Biomedical Engineering, University of Rochester, Rochester, NY, USA.
Center for Visual Science, University of Rochester, Rochester, NY, USA.
Trends Hear. 2023 Jan-Dec;27:23312165231207235. doi: 10.1177/23312165231207235.
Audiovisual integration of speech can benefit the listener by not only improving comprehension of what a talker is saying but also helping a listener select a particular talker's voice from a mixture of sounds. Binding, an early integration of auditory and visual streams that helps an observer allocate attention to a combined audiovisual object, is likely involved in processing audiovisual speech. Although temporal coherence of stimulus features across sensory modalities has been implicated as an important cue for non-speech stimuli (Maddox et al., 2015), the specific cues that drive binding in speech are not fully understood due to the challenges of studying binding in natural stimuli. Here we used speech-like artificial stimuli that allowed us to isolate three potential contributors to binding: temporal coherence (are the face and the voice changing synchronously?), articulatory correspondence (do visual faces represent the correct phones?), and talker congruence (do the face and voice come from the same person?). In a trio of experiments, we examined the relative contributions of each of these cues. Normal hearing listeners performed a dual task in which they were instructed to respond to events in a target auditory stream while ignoring events in a distractor auditory stream (auditory discrimination) and detecting flashes in a visual stream (visual detection). We found that viewing the face of a talker who matched the attended voice (i.e., talker congruence) offered a performance benefit. We found no effect of temporal coherence on performance in this task, prompting an important recontextualization of previous findings.

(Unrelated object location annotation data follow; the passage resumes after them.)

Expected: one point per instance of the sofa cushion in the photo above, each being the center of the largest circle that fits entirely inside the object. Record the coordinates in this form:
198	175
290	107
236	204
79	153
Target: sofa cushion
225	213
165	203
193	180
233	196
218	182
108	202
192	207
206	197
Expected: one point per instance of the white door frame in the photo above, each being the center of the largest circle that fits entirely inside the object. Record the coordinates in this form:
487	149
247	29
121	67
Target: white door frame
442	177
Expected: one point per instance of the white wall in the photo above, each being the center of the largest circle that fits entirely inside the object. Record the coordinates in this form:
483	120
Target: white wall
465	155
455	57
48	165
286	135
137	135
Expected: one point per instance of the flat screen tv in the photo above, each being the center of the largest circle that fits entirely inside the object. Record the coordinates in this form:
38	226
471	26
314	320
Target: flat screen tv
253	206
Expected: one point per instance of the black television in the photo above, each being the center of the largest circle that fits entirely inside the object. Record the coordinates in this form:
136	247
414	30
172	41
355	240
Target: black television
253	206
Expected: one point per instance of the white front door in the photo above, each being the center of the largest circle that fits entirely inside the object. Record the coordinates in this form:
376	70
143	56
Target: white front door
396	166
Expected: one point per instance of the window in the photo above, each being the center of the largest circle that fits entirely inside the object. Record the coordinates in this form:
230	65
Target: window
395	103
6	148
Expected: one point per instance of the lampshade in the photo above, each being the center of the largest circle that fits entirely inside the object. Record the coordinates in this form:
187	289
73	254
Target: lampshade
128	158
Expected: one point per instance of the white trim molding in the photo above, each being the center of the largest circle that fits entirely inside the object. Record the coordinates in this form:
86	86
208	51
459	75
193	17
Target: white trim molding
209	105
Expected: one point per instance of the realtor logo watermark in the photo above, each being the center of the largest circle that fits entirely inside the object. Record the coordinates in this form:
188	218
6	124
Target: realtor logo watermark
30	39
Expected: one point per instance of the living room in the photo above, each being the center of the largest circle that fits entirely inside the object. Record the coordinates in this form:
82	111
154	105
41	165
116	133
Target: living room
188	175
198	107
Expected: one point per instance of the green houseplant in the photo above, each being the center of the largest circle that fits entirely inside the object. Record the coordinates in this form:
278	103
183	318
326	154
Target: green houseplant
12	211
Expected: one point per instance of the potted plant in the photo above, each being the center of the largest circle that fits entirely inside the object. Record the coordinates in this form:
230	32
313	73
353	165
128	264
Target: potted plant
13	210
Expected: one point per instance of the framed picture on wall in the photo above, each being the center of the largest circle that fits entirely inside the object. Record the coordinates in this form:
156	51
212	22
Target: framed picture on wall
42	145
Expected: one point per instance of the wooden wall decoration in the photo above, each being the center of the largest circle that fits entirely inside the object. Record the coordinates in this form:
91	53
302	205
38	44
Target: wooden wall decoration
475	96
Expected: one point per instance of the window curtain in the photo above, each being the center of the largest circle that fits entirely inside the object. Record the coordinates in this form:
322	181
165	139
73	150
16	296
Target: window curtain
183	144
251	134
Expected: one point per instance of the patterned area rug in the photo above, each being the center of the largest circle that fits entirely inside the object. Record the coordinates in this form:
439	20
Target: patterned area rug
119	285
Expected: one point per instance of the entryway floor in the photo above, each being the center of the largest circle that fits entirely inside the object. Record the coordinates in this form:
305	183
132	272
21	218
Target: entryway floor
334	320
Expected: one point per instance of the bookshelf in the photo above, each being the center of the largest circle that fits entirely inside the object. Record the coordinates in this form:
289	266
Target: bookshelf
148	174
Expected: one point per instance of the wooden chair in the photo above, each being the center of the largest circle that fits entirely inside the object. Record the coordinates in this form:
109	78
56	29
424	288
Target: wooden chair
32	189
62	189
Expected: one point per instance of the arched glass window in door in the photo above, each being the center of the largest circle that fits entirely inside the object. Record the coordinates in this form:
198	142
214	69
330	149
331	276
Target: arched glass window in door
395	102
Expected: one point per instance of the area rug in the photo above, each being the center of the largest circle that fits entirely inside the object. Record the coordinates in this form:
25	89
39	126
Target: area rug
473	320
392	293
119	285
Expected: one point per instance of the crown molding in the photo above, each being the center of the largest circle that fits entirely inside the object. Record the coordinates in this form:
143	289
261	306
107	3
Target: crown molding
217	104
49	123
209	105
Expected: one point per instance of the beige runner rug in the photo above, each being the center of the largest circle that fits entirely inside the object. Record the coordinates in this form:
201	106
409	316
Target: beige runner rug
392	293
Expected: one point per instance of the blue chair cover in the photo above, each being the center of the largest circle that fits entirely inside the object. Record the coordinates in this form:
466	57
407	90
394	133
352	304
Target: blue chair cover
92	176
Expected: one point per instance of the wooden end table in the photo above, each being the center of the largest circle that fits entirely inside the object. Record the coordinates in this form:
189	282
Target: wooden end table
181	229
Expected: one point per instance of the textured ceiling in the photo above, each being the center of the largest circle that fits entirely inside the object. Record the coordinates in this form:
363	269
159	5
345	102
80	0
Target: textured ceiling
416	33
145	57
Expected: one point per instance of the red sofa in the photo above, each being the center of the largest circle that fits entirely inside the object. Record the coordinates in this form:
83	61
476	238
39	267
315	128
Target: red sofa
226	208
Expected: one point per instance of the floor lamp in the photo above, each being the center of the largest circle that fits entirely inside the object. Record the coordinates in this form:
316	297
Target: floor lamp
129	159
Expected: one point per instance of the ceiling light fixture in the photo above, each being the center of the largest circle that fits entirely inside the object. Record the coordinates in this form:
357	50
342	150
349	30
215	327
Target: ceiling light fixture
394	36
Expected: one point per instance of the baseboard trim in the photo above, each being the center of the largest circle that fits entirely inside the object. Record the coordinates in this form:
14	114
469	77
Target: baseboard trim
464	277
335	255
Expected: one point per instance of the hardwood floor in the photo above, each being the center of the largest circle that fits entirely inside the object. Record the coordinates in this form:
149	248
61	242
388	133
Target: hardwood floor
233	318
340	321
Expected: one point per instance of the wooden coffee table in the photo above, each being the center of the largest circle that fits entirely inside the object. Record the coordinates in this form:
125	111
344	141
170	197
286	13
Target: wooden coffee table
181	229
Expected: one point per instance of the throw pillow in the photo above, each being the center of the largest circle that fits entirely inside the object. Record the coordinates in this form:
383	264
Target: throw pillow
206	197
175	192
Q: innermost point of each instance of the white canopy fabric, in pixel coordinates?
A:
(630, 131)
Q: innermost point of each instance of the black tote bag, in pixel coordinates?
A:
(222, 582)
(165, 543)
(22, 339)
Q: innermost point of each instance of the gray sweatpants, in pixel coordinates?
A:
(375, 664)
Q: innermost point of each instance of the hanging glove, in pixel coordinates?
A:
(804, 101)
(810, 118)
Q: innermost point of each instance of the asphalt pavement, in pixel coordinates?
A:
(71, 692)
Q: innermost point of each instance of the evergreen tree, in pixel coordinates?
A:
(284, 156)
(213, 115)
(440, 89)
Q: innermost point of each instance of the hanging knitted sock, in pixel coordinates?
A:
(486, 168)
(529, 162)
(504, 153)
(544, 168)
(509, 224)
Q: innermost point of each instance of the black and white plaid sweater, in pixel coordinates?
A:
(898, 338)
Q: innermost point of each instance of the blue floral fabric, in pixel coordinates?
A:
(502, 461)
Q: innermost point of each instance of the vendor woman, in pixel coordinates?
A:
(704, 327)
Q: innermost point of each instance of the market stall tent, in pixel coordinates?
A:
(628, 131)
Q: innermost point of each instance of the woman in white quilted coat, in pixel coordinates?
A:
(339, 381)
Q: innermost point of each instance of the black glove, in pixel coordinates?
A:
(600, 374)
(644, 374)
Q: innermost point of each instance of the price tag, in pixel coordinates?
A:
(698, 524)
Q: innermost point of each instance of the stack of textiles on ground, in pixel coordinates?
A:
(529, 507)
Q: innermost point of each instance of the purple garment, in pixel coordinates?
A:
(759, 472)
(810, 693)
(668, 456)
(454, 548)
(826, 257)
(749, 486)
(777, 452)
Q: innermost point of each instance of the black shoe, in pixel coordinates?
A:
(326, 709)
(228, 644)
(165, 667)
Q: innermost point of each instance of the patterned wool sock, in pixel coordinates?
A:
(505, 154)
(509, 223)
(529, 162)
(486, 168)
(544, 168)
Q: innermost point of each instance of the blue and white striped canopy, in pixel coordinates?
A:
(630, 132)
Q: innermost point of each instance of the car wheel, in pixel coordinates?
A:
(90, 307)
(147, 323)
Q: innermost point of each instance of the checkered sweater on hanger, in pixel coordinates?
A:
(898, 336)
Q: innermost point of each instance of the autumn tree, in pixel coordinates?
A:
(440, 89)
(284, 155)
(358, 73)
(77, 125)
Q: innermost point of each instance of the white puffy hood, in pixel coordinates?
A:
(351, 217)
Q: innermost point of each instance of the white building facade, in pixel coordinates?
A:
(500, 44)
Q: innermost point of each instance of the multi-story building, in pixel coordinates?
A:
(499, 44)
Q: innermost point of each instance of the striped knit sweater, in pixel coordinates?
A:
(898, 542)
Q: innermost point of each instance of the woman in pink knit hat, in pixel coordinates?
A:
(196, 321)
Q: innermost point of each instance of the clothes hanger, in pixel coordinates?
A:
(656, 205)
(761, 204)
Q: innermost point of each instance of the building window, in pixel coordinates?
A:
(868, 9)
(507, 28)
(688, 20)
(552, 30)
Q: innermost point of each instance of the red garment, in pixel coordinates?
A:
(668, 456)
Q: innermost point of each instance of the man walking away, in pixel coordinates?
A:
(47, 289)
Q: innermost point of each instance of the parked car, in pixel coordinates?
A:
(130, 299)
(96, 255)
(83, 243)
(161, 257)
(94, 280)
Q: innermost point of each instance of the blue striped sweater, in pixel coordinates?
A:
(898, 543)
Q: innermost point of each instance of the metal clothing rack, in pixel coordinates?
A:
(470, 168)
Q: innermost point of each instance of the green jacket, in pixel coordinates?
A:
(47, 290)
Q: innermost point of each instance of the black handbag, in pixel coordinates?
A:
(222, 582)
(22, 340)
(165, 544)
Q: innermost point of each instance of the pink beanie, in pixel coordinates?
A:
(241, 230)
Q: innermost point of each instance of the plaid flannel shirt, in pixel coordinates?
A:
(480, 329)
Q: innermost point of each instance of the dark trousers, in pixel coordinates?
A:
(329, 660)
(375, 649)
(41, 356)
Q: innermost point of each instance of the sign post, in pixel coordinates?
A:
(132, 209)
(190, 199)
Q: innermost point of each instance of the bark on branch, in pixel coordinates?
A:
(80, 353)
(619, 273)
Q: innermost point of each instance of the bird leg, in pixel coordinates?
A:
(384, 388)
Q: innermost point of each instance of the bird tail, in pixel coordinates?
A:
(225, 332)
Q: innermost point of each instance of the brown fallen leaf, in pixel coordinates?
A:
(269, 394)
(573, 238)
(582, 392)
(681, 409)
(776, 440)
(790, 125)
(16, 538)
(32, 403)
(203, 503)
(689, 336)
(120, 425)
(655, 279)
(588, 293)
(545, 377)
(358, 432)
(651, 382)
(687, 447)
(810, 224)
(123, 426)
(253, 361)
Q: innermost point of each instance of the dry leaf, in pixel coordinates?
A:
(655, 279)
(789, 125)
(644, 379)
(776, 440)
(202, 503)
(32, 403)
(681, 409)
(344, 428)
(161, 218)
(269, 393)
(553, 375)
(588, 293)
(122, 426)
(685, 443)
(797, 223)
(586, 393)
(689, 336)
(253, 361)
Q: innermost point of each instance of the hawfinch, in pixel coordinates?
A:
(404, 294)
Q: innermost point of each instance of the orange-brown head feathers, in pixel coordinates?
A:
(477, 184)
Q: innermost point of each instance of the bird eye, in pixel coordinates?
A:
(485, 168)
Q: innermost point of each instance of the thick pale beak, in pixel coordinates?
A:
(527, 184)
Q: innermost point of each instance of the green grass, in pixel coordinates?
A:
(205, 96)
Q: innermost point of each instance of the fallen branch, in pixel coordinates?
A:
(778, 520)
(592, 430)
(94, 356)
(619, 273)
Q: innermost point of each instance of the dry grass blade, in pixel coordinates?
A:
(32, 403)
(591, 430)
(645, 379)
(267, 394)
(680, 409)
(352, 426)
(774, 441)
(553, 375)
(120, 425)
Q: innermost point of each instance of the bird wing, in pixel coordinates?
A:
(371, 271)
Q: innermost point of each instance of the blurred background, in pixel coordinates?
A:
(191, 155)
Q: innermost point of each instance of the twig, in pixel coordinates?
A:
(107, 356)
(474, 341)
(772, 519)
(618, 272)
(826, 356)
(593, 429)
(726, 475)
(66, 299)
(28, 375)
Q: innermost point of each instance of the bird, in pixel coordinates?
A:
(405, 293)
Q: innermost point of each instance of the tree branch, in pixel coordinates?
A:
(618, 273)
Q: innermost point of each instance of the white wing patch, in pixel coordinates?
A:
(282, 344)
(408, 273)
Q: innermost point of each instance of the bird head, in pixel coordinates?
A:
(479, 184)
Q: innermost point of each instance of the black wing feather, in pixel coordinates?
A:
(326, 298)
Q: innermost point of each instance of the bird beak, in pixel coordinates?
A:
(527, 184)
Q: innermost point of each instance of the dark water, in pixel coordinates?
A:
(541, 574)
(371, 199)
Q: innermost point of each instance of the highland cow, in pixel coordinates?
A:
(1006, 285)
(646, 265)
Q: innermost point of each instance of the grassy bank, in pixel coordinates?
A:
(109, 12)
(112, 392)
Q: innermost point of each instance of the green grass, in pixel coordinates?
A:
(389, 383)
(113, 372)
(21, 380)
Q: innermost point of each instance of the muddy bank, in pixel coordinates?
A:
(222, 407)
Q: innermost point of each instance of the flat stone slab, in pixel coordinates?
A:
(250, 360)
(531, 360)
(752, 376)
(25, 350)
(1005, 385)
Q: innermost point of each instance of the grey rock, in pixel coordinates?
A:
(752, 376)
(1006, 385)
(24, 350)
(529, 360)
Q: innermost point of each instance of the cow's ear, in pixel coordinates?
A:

言语的视听整合不仅可以提高说话者的理解能力,还有助于听众从混合声音中选择特定说话者的声音。绑定是听觉和视觉流的早期整合,有助于观察者将注意力分配到组合的视听对象上,它可能参与了视听言语的处理。尽管跨感觉模态的刺激特征的时间连贯性已被认为是非言语刺激的重要线索(Maddox 等人,2015),但由于研究自然刺激中的绑定具有挑战性,因此尚未完全了解驱动言语绑定的具体线索。在这里,我们使用了类似言语的人工刺激,使我们能够分离出绑定的三个潜在贡献因素:时间连贯性(面部和声音是否同步变化?)、发音对应(视觉面孔是否代表正确的音素?)和说话者一致性(面部和声音是否来自同一个人?)。在三项实验中,我们检查了这些线索各自的相对贡献。正常听力的听众执行了一项双重任务,他们被指示在目标听觉流中响应事件,同时忽略干扰听觉流中的事件(听觉辨别)并检测视觉流中的闪光(视觉检测)。我们发现,观看与被注意声音匹配的说话者的面部(即说话者一致性)提供了性能优势。我们在这项任务中没有发现时间连贯性对性能的影响,这促使我们对先前的发现进行了重要的重新阐释。